From the Guidelines
Escitalopram can be used during pregnancy when the benefits outweigh the risks, but it should be prescribed with caution, as it is considered one of the safer antidepressant options for pregnant women when treatment is necessary. The typical dosage ranges from 10-20 mg once daily 1. If you're currently taking escitalopram and become pregnant, don't stop taking it suddenly as this could lead to withdrawal symptoms and worsening depression, instead, consult your healthcare provider immediately to discuss your specific situation. Some studies suggest a small increased risk of certain birth defects, particularly when used in the first trimester, and there may be a risk of neonatal adaptation syndrome (temporary symptoms like irritability, feeding difficulties, and respiratory distress) in newborns when the medication is used late in pregnancy 1. There's also some evidence of a slight increase in the risk of persistent pulmonary hypertension in newborns. The decision to use escitalopram during pregnancy should involve weighing the mother's mental health needs against potential risks to the developing baby, as untreated depression itself carries risks during pregnancy.
Key considerations for the use of escitalopram during pregnancy include:
- The severity of current symptoms
- Previous mental health history
- Patient treatment preferences
- The potential risks and benefits of treatment, including the risk of neonatal adaptation syndrome and persistent pulmonary hypertension 1. It is essential to work with a healthcare provider to determine the best course of treatment and to monitor the health of both the mother and the developing baby throughout the pregnancy.

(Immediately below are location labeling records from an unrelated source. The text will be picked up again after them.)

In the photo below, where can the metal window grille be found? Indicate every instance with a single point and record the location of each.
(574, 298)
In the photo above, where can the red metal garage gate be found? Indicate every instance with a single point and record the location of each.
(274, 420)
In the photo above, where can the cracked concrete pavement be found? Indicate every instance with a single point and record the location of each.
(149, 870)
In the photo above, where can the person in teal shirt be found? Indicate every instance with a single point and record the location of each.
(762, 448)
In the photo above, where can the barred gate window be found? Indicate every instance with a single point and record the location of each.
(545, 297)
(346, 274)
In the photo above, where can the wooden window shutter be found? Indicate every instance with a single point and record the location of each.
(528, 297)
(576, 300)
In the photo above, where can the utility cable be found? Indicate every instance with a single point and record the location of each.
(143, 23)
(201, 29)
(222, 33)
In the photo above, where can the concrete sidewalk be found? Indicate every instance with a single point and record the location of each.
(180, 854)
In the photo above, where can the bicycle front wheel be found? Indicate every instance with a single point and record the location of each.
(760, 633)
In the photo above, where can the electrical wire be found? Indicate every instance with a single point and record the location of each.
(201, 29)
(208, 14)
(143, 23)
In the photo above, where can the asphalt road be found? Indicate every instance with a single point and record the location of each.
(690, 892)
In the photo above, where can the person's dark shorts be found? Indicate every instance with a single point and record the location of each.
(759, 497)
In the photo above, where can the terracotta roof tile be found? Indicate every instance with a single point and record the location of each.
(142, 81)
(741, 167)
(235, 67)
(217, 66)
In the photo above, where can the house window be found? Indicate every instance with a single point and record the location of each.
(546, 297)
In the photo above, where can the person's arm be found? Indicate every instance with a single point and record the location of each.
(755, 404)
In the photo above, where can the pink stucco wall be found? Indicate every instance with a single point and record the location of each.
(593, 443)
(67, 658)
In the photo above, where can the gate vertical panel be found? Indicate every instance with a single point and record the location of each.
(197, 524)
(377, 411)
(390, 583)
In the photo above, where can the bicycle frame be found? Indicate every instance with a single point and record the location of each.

In terms of treatment approach, experts have recommended a stepped approach to treatment of depression during pregnancy, which includes monitoring and encouraging exercise and social support for women with mild depression, and offering evidence-based treatment, such as cognitive therapy or antidepressants, for women with moderate to severe depression 1. The American Psychiatric Association and the American College of Obstetricians and Gynecologists have published recommendations about decision-making regarding antidepressant treatment during pregnancy, which emphasize the importance of considering the severity of current symptoms, previous mental health history, and patient treatment preferences when making decisions about antidepressant use during pregnancy 1.
From the FDA Drug Label
Available data from published epidemiologic studies and postmarketing reports have not established an increased risk of major birth defects or miscarriage There are risks of persistent pulmonary hypertension of the newborn (PPHN) and poor neonatal adaptation with exposure to selective serotonin reuptake inhibitors (SSRIs), including Escitalopram, during pregnancy. In animal reproduction studies, both escitalopram and racemic citalopram have been shown to have adverse effects on embryo/fetal and postnatal development, including fetal structural abnormalities, when administered at doses greater than human therapeutic doses
Escitalopram use during pregnancy is associated with risks, including persistent pulmonary hypertension of the newborn (PPHN) and poor neonatal adaptation. Although available data do not indicate an increased risk of major birth defects or miscarriage, animal studies have shown adverse effects on embryo/fetal and postnatal development. Therefore, caution is advised when using escitalopram during pregnancy. Women should notify their healthcare providers if they become pregnant or intend to become pregnant during treatment with escitalopram 2.
From the Research
Safety of Escitalopram in Pregnancy
- The safety of escitalopram during pregnancy has been evaluated in several studies, with some indicating that it may be considered safe, particularly in terms of major malformations 3, 4, 5.
- However, exposure to escitalopram has been associated with an increased risk of perinatal complications, such as lower rates of live births and higher rates of newborns with low birth weight 3, 4.
- A literature review found that paroxetine and fluoxetine have the strongest association with negative outcomes, while the associations between sertraline and citalopram with negative outcomes remain mixed 6.
- There are limited studies on the safety of escitalopram during breastfeeding, but available data suggest that it may be safe, with no short-term adverse effects reported in newborns 3, 4, 5.
- A study on the pharmacokinetics of citalopram/escitalopram in pregnancy found that plasma (S)-citalopram concentration to dose ratios were not significantly different throughout pregnancy, but were elevated postpartum 7.
- The same study found that individuals with intermediate or poor CYP2C19 activity may be at risk for subtherapeutic S-citalopram concentrations during pregnancy, highlighting the need for dose adjustment 7.
Key Findings
- Escitalopram may be considered safe during pregnancy, particularly in terms of major malformations.
- Exposure to escitalopram may be associated with an increased risk of perinatal complications.
- Limited data suggest that escitalopram may be safe during breastfeeding.
- Pharmacokinetic studies suggest that dose adjustment may be necessary for individuals with intermediate or poor CYP2C19 activity during pregnancy.